JA751 and 561, and M-2894 and 4853 manufactured by Mitsubishi Electric Corporation. For the test, 10 magnetic disks were used for each drive, and repeated loading was performed 50 times for each drive. During all 50 continuous tests of the drive, a magnetic disk that failed even once was regarded as defective, and the number of failed disks The defective rate was calculated more.

That is, the defect rate is the ratio of the number of defective magnetic disks out of the total of 10 (6) = 60 = 10 disks in each of the six disk drives, as described above. Displayed at a rate of 100 minutes.

The results are shown in Table 1.

The results of practical characteristics are shown in Table 2.

As is clear from the above description, in order to load the flexible magnetic disk sheet into the disk drive without failure, it is necessary to reduce the coefficient of friction with the rotating portion, and to achieve this, A protective layer formed by UV curing is effective.
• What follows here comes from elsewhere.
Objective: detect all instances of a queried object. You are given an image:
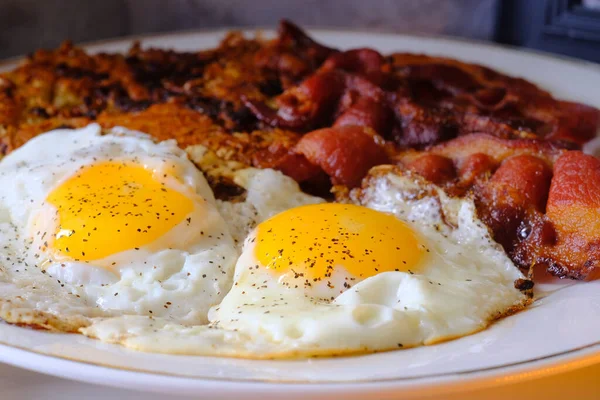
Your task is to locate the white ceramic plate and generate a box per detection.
[0,30,600,399]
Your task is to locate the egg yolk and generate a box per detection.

By reducing the thickness of the protective layer, the size and track accuracy of the magnetic disk sheet can be maintained, and the thin layer does not cause adverse effects such as an increase in friction coefficient and an increase in defective loading.

Further, it is apparent that roughening the surface of the protective layer is effective for reducing the friction coefficient and the defective loading rate.

[Brief description of drawings]

FIG. 1A is a plan view showing an example of a flexible magnetic disk, FIG. 1B is its sectional view, FIG. 2 is a partial sectional view showing a state in which the flexible magnetic disk is mounted on the positioning member of the apparatus, and FIG. 3 is the same. FIG. 4 is a partial sectional view showing a state in which the sheet is held eccentrically, FIG. 4 is a partial sectional view showing a state in which the sheet is correctly positioned, and FIG. 5 is a sheet portion of one embodiment of the present invention. , 1 ... Jacket, 1a ... Jacket opening 2 ... Magnetic sheet, 2a ... Central circular hole 3 ... Positioning member (rotating part) 3a ... Circular recess, 4 ... Positioning member (collet) 10 ... Magnetic sheet, 10a ... Central circular hole 11 ... Protective layer

 ─────────────────────────────────────────────────── --Continued from the front page Judgment panel for referees Chief referee Takashi Fujita Referee Inquiry Hiroshi Inukai Referee Yoichi Yamada (56) References JP 57-113422 (JP, A) JP 56-25232 (JP, A) JP 58-146029 (JP, A)

Claims (1)

[Claims] 1. A flexible magnetic disk comprising a flexible magnetic disk sheet and a protective layer provided on the periphery of the central hole of the flexible magnetic disk, wherein the protective layer has an ester bond with acrylic acid or methacrylic acid at least at one of the main chain terminal and side chain of the molecule. And a protective layer which is cured by irradiation with radiation and has a thickness of 4 μm or more.
.mu.m or less, and the surface roughness of the protective layer is 0.03 .mu.m or more at the center line average roughness (Ra) with a cutoff of 0.25 mm.
A flexible magnetic disk having a thickness of 60 μm or less.